🤖 AI Summary
This work addresses the challenge of accurate localization and mapping in turbid underwater environments, where conventional sonar lacks elevation information and visual methods fail. The paper presents the first large-scale 3D SLAM framework that fuses 3D sonar with an inertial navigation system (INS). By leveraging INS for motion priors and 3D sonar point clouds to capture environmental geometry, the system effectively corrects odometry drift through loop closure detection and pose graph optimization. This approach overcomes the elevation ambiguity inherent in 2D sonar. Evaluated on a 50-minute mission, the method achieves a trajectory average error below 21 cm and reconstructs a 10 m × 20 m map with an average error of 9 cm, significantly outperforming existing underwater motion tracking and visual structure-from-motion (SfM) techniques.
📝 Abstract
This paper presents InsSo3D, an accurate and efficient method for large-scale 3D Simultaneous Localisation and Mapping (SLAM) using a 3D Sonar and an Inertial Navigation System (INS). Unlike traditional sonar, which produces 2D images containing range and azimuth information but lacks elevation information, 3D Sonar produces a 3D point cloud, which therefore does not suffer from elevation ambiguity.
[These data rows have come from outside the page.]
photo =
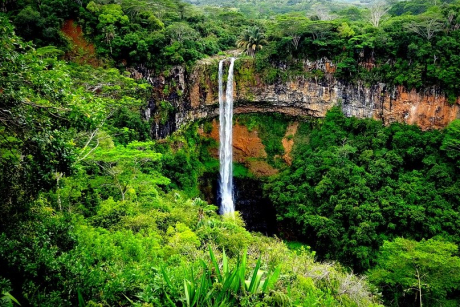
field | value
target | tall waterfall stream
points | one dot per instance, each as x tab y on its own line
225	134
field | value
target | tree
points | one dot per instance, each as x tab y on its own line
376	12
252	40
428	268
451	142
427	26
292	26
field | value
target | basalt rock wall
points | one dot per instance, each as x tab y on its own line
193	95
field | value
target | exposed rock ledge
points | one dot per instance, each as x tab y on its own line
194	96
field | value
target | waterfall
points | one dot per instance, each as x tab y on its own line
225	133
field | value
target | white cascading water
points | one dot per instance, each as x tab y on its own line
225	133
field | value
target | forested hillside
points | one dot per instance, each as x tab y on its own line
95	212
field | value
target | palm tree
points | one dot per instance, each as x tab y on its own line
252	40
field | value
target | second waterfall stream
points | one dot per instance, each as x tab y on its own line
225	134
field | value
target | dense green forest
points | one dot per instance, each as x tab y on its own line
94	212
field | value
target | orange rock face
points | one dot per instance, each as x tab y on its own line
301	96
81	51
426	110
247	149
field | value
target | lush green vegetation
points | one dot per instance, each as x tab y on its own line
95	213
355	184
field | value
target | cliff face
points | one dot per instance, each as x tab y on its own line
194	96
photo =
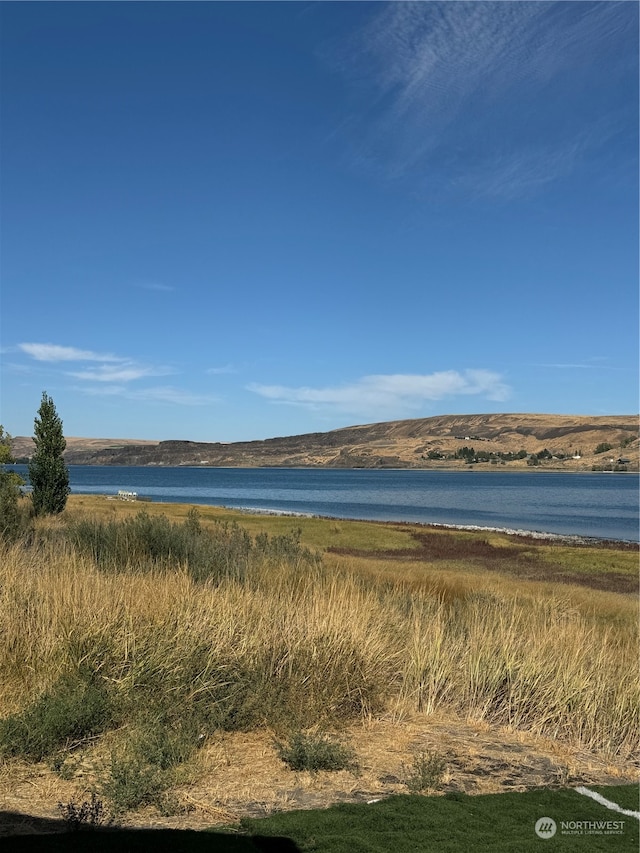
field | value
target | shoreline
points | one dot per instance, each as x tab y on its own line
564	538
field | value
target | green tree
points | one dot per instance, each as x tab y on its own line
48	473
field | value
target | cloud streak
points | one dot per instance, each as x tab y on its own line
54	352
159	394
390	393
441	76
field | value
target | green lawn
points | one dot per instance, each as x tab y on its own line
456	823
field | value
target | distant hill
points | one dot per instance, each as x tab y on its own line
563	442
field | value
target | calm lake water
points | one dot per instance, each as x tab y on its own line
585	504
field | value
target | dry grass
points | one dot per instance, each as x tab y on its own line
321	647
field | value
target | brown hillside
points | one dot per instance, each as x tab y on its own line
395	444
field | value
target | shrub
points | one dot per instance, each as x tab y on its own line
315	752
75	708
426	773
149	542
88	814
132	783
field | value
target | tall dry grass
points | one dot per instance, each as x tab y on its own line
295	646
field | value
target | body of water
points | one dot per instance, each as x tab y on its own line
585	504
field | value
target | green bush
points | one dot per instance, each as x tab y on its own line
75	708
132	783
149	542
426	773
88	815
315	752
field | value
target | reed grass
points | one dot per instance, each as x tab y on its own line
294	642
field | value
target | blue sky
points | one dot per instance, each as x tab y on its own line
230	221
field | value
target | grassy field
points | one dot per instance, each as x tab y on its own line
135	638
449	824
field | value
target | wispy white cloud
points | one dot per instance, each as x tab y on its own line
54	352
433	78
594	365
219	371
390	393
125	372
159	394
156	286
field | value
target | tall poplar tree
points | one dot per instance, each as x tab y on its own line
48	473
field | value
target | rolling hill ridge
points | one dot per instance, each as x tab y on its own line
563	442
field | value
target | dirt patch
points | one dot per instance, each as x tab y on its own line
518	558
240	775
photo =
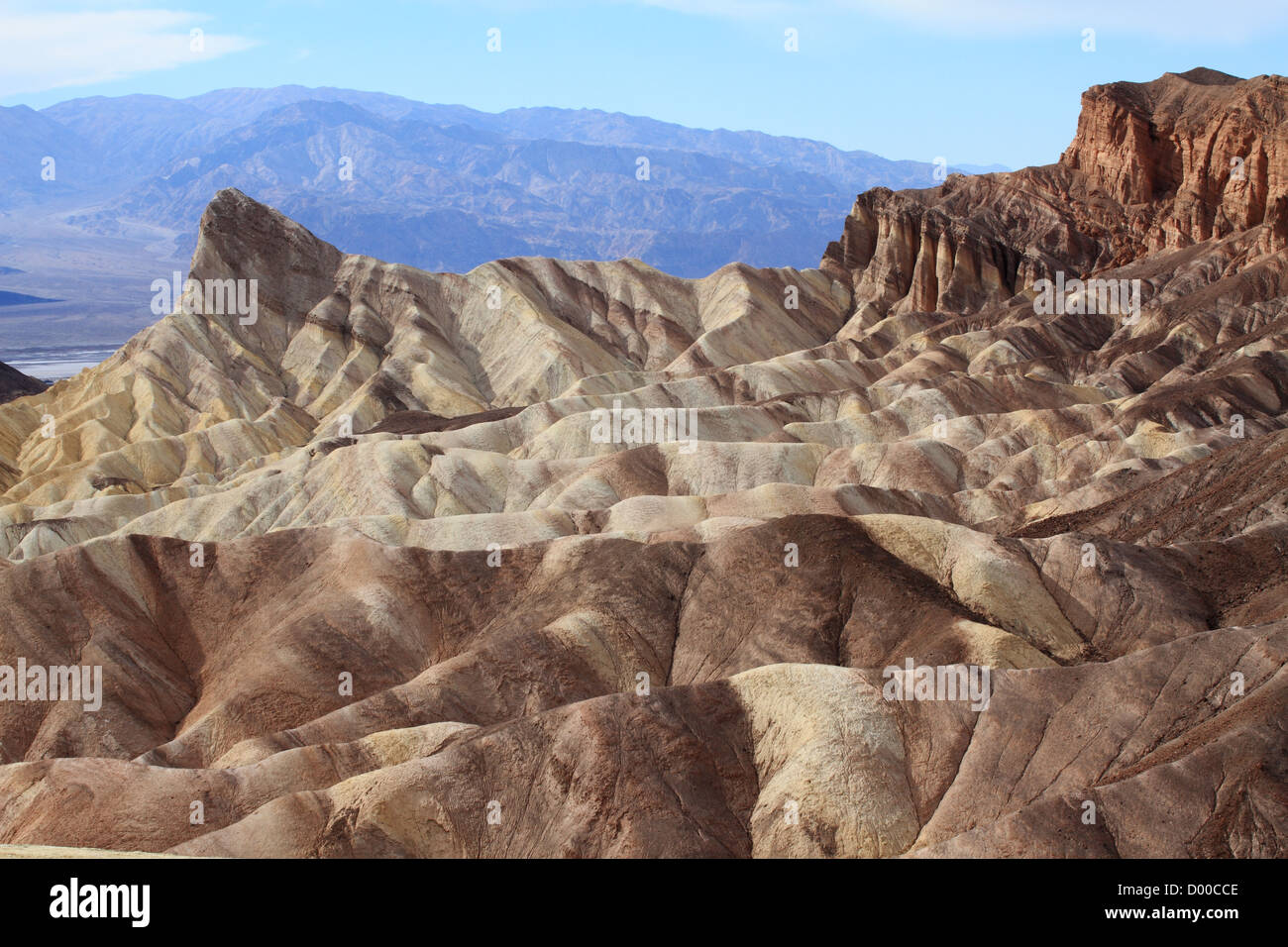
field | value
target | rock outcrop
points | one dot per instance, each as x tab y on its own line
384	569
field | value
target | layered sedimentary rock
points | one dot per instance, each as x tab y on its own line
380	569
14	384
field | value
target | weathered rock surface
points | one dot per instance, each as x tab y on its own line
365	578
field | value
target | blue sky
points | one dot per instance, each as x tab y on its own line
996	80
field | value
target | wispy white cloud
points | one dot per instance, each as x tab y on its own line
52	50
1179	20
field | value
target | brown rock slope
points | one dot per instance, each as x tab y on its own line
364	579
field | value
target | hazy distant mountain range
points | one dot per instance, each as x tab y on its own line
439	187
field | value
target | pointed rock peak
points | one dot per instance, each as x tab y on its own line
244	240
237	231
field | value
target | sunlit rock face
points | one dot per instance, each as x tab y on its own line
572	558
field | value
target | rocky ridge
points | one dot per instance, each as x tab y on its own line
562	646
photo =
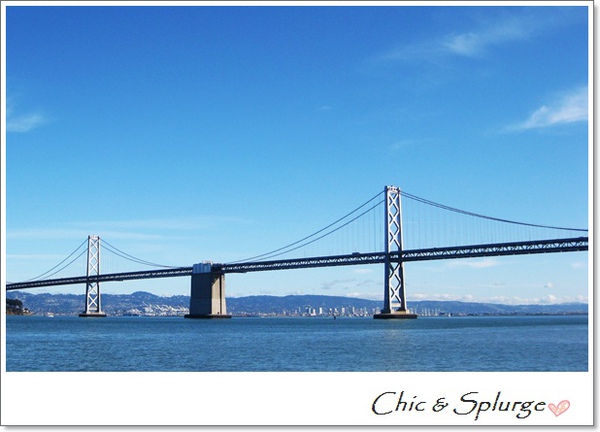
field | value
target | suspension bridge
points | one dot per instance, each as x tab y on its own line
382	214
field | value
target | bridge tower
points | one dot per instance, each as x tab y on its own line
394	295
92	291
207	298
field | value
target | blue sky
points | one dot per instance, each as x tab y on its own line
183	134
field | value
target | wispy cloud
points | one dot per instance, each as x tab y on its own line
23	122
510	300
569	107
484	35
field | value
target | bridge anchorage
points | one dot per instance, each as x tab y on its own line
207	289
207	296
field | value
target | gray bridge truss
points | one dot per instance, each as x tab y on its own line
494	249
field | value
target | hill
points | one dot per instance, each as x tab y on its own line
146	304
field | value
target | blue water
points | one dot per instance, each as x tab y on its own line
533	343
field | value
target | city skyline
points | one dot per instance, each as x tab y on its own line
190	133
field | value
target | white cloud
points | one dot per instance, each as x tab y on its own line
24	123
473	43
514	300
570	107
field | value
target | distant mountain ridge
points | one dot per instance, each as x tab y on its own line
144	303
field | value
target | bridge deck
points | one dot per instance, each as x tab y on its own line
494	249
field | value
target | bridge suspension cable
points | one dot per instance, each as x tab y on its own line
313	237
467	213
47	275
107	246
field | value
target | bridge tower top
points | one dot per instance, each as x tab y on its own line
93	306
394	295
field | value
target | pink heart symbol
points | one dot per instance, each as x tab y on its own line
560	408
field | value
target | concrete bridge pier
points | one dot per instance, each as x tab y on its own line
207	298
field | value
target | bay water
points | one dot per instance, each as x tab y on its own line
167	344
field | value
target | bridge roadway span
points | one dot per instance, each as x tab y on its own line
494	249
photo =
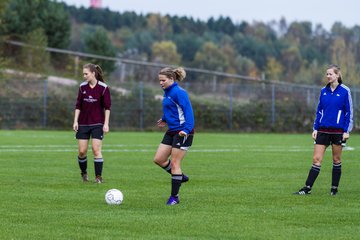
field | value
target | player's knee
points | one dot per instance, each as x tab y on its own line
157	160
317	160
336	160
82	153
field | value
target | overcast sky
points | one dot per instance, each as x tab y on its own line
325	12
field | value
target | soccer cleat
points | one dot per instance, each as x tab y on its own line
98	179
304	191
173	200
185	178
333	191
84	177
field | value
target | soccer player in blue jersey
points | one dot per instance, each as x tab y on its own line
179	116
92	113
333	123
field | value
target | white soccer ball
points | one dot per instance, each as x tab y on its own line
114	197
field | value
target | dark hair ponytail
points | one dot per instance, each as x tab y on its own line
97	70
337	71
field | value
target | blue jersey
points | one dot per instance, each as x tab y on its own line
335	109
177	109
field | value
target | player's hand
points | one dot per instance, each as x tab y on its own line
314	134
182	134
106	128
75	126
161	123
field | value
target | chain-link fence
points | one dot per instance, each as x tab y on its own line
221	101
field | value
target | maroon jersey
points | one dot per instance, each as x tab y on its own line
92	103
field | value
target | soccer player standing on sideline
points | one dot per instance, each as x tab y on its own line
91	118
333	123
179	116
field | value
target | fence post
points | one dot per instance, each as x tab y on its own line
45	104
214	83
141	98
230	105
273	117
76	67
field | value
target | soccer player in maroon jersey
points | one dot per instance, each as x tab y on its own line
92	113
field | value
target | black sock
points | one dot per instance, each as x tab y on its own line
82	164
168	167
175	184
336	174
98	164
313	173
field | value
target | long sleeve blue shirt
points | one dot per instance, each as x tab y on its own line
177	109
335	109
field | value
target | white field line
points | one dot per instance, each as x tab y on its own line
152	148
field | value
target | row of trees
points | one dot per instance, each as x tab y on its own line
293	52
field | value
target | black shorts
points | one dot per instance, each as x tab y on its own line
328	139
84	132
176	141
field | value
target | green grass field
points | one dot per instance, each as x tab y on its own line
240	187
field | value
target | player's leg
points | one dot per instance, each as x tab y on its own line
177	156
179	148
83	137
321	142
97	136
82	158
336	170
162	157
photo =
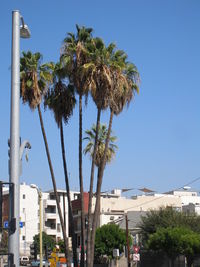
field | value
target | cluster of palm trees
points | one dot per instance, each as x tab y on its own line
86	67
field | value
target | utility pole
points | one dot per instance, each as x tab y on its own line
14	168
127	243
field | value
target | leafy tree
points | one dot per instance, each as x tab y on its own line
124	84
35	78
46	241
175	241
61	100
74	56
89	149
109	237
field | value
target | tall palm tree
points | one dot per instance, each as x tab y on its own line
61	100
124	77
74	56
100	87
35	78
89	149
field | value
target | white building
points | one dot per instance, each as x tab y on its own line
29	215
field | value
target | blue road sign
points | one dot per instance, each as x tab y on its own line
6	224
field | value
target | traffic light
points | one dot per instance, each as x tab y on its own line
33	251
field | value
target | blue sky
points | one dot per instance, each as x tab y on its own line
159	134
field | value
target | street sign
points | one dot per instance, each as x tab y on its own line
136	257
6	224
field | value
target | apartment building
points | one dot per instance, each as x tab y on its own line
29	214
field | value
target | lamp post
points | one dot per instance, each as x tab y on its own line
17	32
40	205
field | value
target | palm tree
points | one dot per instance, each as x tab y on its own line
98	74
74	56
89	149
35	78
124	82
61	100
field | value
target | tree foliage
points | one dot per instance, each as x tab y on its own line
167	217
109	237
175	241
90	137
46	241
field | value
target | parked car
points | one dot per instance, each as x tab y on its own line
24	260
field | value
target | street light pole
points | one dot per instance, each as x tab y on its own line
17	32
14	133
40	201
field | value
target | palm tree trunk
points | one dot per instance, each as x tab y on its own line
71	219
81	185
98	190
91	190
53	181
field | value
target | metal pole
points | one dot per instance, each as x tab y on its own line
127	242
14	133
40	201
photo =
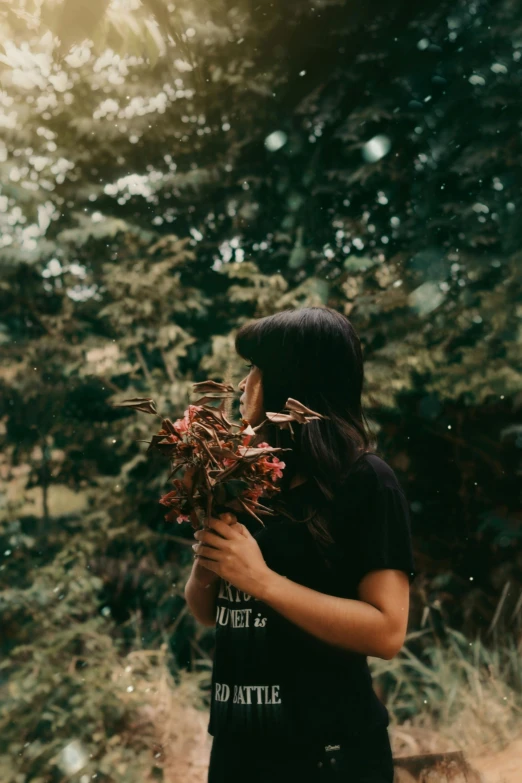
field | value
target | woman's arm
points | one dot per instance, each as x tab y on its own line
201	594
375	625
202	587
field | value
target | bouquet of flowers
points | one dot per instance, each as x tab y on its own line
216	464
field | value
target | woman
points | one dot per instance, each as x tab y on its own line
299	603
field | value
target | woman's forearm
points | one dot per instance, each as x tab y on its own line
343	622
201	594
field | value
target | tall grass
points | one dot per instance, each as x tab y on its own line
455	693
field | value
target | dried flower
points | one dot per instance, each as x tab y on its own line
216	464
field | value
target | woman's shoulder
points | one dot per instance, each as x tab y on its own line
374	471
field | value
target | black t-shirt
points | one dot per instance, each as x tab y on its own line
272	679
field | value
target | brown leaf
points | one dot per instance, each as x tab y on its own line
144	404
211	387
298	407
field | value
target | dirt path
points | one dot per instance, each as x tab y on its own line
502	767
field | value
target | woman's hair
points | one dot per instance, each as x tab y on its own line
314	355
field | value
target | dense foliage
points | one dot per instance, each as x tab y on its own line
193	167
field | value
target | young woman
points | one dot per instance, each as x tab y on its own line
300	603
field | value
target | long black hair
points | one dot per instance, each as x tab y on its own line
314	355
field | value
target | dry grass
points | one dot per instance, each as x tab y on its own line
461	696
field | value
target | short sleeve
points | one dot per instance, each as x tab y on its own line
376	530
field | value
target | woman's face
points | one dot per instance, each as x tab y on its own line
251	401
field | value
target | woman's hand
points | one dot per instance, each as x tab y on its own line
201	574
231	552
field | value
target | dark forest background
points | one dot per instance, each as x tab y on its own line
168	172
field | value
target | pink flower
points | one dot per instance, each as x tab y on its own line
180	426
277	468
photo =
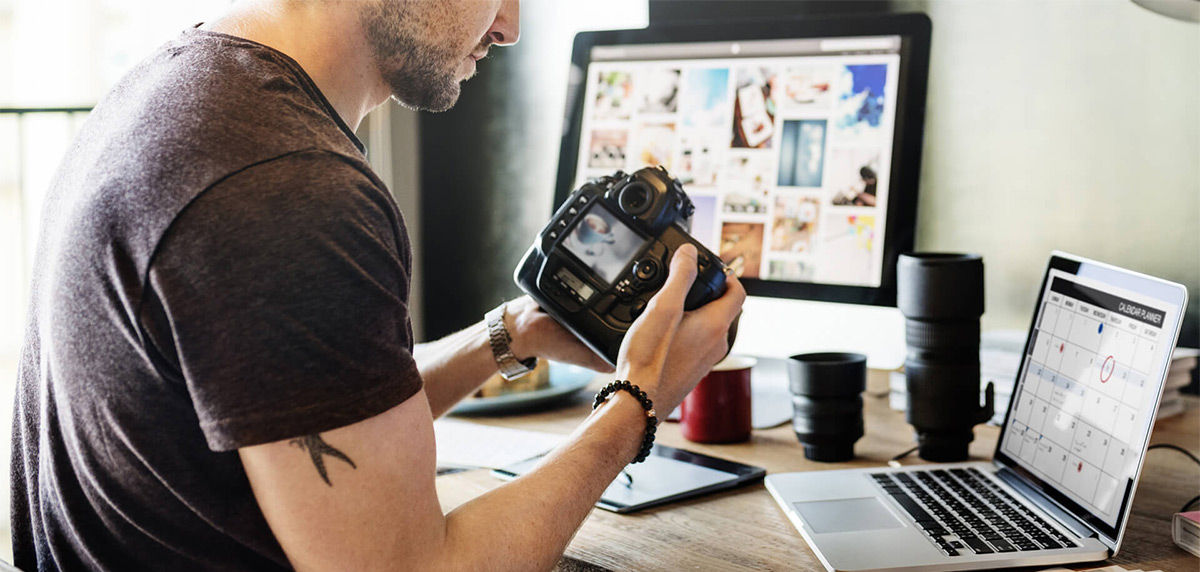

We introduce a robust and modern SLAM framework adapted to the 3D Sonar data using INS as prior, detecting loop closure and performing pose graph optimisation. We evaluated InsSo3D performance inside a test tank with access to ground truth data and in an outdoor flooded quarry. Comparisons to reference trajectories and maps obtained from an underwater motion tracking system and visual Structure From Motion (SFM) demonstrate that InsSo3D efficiently corrects odometry drift. The average trajectory error is below 21cm during a 50-minute-long mission, producing a map of 10m by 20m with a 9cm average reconstruction error, enabling safe inspection of natural or artificial underwater structures even in murky water conditions.